Microsatellite instability (MSI) due to deficiency of the mismatch repair system has been described in about 15-20% of sporadic CRCs, characterized by poor differentiation, infiltrating lymphocytes, a mucinous phenotype and a more proximal localization than inherited HNPCCs [12‐14]. MLH1 epigenetic silencing is the most frequent event responsible for MSI and is associated with BRAF mutations in the serrated pathway [13, 20]. In our RTCs, MLH1 staining was negative, while it was nuclear and diffuse in all adenomas and adjacent normal mucosa. Remarkably, this expression profile was associated with the presence of BRAF mutations in the same tissues, strongly supporting our hypothesis that RTC does not arise through the traditional adenoma-carcinoma sequence (Figure 3D). Rather, it suggests that RCT may evolve through the serrated pathway [14]. At the best of our knowledge, these genetic alterations have not been reported in MRT suggesting a colonic origin of RCT.

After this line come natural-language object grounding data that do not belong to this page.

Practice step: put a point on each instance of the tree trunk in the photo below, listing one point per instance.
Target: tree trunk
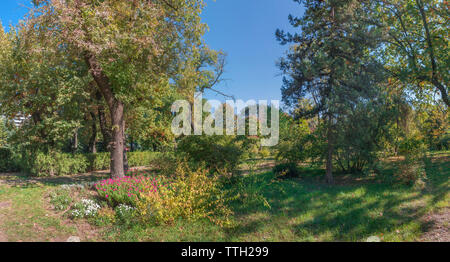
(117, 142)
(330, 150)
(93, 139)
(75, 142)
(125, 158)
(116, 109)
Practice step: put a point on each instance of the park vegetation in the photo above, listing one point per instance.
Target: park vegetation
(88, 86)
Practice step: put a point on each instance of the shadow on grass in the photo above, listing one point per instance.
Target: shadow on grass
(310, 210)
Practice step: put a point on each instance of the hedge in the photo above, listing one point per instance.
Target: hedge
(58, 164)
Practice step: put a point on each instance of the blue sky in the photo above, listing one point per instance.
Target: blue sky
(244, 29)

MLH1 silencing is usually associated with hypermethylation at the CpG islands in multiple gene promoters [21]. Interestingly, we found a progressive accumulation of promoter methylation at specific CIMP loci and additional genes from the normal mucosa to tubular adenoma, CTA and RCT. A CpG island methylation threshold seems to be required for repression of MLH1 and other important CIMP loci in the composite RCT: a promoter methylation above 60% was, in fact, required for MLH1 down-regulation, as reported [21, 22]. At the right colon, a CIMP+ phenotype and microsatellite instability (CIMP+/MSI+) may predispose to RCT development, in agreement with recent studies reporting that CIMP+/MSI+ subtypes have a worse clinical behaviour and prognosis than patients with CIMP-/MSI+ [14].

Clinical and molecular features suggest that RCT may be considered a distinct colonic entity and could benefit from specific treatments with novel biological molecules. Right-sided RCT could be characterized by epigenetic events similar to those occurring in the serrated pathway with a marked epithelial-mesenchymal transition. Further investigations involving more cases, albeit rare, are mandatory to support this hypothesis.

"Written informed consent was obtained from the patient for publication of this Case Report and any accompanying images. A copy of the written consent is available for review by the Editor-in-Chief of this journal."